Describe the solution you'd like
In both training and inference scenarios, we don't necessarily need all tasks within the entire job to be restricted to the same HyperNode.
-
In training scenarios, with pipeline parallelism (pp) and data parallelism (dp), it's sufficient for the data parallel (dp) tasks to be distributed within one topology domain.
-
In inference scenarios, such as vllm, the requirement is usually only for the workers to be deployed within the same topology domain, while the leader has no topology constraints.
Additional context
- Should modify Volcano scheduler to support task level topology.
- Should add webhook to validate, e.g., task level HighestTierAllowed should not be greater than job level HighestTierAllowed.

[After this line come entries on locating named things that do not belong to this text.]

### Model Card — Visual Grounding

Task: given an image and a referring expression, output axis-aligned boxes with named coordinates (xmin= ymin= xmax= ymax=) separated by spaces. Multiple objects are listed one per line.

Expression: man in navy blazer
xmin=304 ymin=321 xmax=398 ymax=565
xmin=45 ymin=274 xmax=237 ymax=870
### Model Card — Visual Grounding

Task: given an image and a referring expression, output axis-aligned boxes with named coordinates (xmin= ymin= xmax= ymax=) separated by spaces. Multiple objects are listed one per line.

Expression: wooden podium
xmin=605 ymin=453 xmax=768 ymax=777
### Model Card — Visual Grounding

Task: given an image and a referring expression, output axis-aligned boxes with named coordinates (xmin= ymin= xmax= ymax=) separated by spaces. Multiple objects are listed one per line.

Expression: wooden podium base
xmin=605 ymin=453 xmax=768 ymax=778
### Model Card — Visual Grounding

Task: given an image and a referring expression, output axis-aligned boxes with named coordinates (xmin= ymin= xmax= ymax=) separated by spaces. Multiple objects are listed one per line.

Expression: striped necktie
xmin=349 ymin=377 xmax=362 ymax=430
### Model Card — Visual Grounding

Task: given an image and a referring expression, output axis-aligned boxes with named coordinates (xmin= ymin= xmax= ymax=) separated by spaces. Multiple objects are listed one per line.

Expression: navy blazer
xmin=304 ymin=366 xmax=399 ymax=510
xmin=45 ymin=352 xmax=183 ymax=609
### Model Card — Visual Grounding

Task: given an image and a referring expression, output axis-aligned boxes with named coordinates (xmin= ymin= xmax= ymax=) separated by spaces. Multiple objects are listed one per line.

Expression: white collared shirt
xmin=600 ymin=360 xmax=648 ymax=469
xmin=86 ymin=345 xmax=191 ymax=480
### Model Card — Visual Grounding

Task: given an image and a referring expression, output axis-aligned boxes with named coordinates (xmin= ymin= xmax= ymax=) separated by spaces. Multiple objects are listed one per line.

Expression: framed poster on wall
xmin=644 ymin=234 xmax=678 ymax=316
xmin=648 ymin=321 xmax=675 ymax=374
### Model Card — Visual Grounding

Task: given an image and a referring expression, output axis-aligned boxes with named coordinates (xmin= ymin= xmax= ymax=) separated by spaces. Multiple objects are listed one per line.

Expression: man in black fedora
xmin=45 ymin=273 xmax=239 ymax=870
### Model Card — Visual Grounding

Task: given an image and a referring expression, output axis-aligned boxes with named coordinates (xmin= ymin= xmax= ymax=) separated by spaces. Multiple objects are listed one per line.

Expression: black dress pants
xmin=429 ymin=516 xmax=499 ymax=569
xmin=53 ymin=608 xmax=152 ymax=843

I think this scenario is necessary and I hope to contribute to this feature /assign
/unassign
Due to personal reasons, I will no longer invest in the development of this feature
/assign
This feature will be implemented in v1.14
Still has task #4721, reopen
Thanks for @ouyangshengjia 's great contribution for #4721 solving this issue. We still have these TODO tasks:
- [ ] Add e2e test cases for subgroup
- [ ] Support
minSubGroups - [ ] Support
highestAllowedTierName
Thanks for @ouyangshengjia 's great contribution for #4721 solving this issue. We still have these TODO tasks:
- [ ] Add e2e test cases for subgroup
- [ ] Support
minSubGroups- [ ] Support
highestAllowedTierName
All the tasks on the TODO list have been resolved and merged.